For starters, Alzheimer's, like most other diseases, is progressive. There are drugs that can delay or mitigate the symptoms of its onslaught, giving the victim time to get their affairs in order or to pursue "bucket list" passions while they still can enjoy and appreciate them. Early stage detection can also empower the victim to make quality and end-of-life decisions and spare their family the pain of having to make them on their behalf. It can also allow the victim to play a role in the selection of their caregiver, who ultimately may be the last person they will routinely recognize. It can be helpful for the caregiver to know their patient when they still retain some semblance of their normal selves.

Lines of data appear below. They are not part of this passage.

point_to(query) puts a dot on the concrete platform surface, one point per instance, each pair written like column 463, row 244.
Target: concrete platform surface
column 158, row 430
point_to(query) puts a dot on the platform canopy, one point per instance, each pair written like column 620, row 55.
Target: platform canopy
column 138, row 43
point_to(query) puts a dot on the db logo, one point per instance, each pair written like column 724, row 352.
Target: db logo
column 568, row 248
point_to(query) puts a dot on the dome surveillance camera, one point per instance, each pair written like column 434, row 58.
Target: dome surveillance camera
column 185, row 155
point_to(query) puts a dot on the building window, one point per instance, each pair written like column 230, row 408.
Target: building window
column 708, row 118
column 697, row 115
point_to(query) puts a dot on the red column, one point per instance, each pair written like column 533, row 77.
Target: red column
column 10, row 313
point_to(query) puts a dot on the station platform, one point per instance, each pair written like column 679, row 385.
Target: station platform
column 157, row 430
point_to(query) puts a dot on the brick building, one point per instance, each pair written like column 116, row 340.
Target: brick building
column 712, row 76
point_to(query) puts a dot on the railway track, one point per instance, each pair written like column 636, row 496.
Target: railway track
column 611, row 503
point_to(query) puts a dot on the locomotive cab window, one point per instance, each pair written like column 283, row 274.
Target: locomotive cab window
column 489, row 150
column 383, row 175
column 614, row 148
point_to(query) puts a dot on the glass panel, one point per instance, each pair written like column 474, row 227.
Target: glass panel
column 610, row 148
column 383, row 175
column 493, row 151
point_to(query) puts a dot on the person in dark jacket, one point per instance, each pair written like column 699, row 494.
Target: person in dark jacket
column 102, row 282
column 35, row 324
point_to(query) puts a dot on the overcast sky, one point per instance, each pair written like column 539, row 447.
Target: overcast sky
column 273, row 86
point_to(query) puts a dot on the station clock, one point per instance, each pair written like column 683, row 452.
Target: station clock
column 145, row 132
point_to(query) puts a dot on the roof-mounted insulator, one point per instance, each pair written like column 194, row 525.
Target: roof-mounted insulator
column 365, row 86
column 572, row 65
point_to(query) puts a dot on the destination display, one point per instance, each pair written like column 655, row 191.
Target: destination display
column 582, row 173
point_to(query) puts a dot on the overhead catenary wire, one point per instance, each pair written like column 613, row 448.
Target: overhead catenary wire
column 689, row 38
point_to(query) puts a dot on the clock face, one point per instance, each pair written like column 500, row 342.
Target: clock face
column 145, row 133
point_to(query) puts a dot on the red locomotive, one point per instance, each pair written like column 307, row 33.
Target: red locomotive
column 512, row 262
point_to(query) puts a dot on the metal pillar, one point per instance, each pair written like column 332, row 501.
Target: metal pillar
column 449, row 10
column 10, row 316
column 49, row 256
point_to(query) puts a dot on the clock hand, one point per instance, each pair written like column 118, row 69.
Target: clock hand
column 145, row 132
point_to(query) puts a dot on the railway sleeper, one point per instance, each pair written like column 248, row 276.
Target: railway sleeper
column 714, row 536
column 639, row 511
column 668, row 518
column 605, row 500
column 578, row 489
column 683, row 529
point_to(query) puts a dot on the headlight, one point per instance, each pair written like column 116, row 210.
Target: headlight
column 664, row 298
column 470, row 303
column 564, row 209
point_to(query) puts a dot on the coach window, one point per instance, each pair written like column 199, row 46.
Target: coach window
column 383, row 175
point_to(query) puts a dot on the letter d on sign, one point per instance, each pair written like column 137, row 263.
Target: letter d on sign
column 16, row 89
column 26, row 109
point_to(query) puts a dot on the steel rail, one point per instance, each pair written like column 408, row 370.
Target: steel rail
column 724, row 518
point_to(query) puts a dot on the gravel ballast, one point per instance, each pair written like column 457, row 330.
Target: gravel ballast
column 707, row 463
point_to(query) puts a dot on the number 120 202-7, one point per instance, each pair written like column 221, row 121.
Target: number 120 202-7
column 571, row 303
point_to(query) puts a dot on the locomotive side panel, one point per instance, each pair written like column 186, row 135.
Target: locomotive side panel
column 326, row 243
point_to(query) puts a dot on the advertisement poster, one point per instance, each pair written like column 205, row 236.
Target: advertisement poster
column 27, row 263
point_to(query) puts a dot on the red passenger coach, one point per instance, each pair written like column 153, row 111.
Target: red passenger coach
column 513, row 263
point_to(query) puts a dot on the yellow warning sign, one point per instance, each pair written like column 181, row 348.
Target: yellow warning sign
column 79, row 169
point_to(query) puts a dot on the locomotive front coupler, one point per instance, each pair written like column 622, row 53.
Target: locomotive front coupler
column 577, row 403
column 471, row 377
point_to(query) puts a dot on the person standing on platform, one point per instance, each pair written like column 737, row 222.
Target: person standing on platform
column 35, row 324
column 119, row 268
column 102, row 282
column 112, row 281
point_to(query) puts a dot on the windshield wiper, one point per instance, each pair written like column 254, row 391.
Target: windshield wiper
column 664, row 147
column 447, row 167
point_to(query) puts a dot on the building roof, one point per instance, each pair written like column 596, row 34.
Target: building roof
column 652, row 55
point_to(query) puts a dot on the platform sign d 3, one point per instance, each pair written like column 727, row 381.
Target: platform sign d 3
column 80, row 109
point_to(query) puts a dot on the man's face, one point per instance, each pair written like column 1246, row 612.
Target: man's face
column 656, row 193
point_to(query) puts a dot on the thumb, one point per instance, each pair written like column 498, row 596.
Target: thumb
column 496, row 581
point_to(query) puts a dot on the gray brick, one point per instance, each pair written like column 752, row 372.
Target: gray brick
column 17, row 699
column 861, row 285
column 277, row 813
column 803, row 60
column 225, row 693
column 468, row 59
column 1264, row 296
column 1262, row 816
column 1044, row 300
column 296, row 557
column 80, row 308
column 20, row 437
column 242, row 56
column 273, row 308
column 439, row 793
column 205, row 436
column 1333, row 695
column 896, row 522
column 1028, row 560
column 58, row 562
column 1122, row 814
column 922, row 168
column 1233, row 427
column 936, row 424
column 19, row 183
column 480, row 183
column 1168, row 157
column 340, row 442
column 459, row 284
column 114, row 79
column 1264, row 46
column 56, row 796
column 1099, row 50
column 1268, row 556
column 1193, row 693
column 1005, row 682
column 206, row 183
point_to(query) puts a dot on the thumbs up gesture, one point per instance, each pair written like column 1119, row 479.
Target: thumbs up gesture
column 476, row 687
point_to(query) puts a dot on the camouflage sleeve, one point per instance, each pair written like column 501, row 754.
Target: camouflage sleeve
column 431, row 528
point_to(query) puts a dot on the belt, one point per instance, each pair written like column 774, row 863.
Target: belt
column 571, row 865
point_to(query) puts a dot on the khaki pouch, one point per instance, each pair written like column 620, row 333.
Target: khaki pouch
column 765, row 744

But recognizing early stage dementia can be easy to overlook, especially since families inherently want to deny them. In the case of my colleague's father, she recognized something was seriously amiss when an educator her father saw to review his diabetic treatment regimen determined he was incapable of calculating his carb intake. The comment angered her father because he had been a diabetic for decades and had been accurately doing the calculations most of his adult life.
"That was the moment I realized for sure what was going on," my colleague shared. "I believed the educator, not my Dad. She was a true objective outsider basically administering a test. The only way to reconcile these facts was that my father's higher order cognition had dramatically changed. Although there were other minor warning signs, the educator's determination was irrefutable."
The Alzheimer's Association has prepared a very helpful document outlining some of the early warning signs of dementia. Another helpful primer http://www.mayoclinic.org/healthy-lifestyle/caregivers/in-depth/aging-parents/art-20044126 is from the Mayo Clinic, which lists some less obvious but telling signs, such as scorched pots (an indication that an elderly person is routinely forgetting cooked food on the stove).
Just as with any other major disease, there are great benefits to identifying and treating Alzheimer's early. The Ostrich approach is never a wise alternative.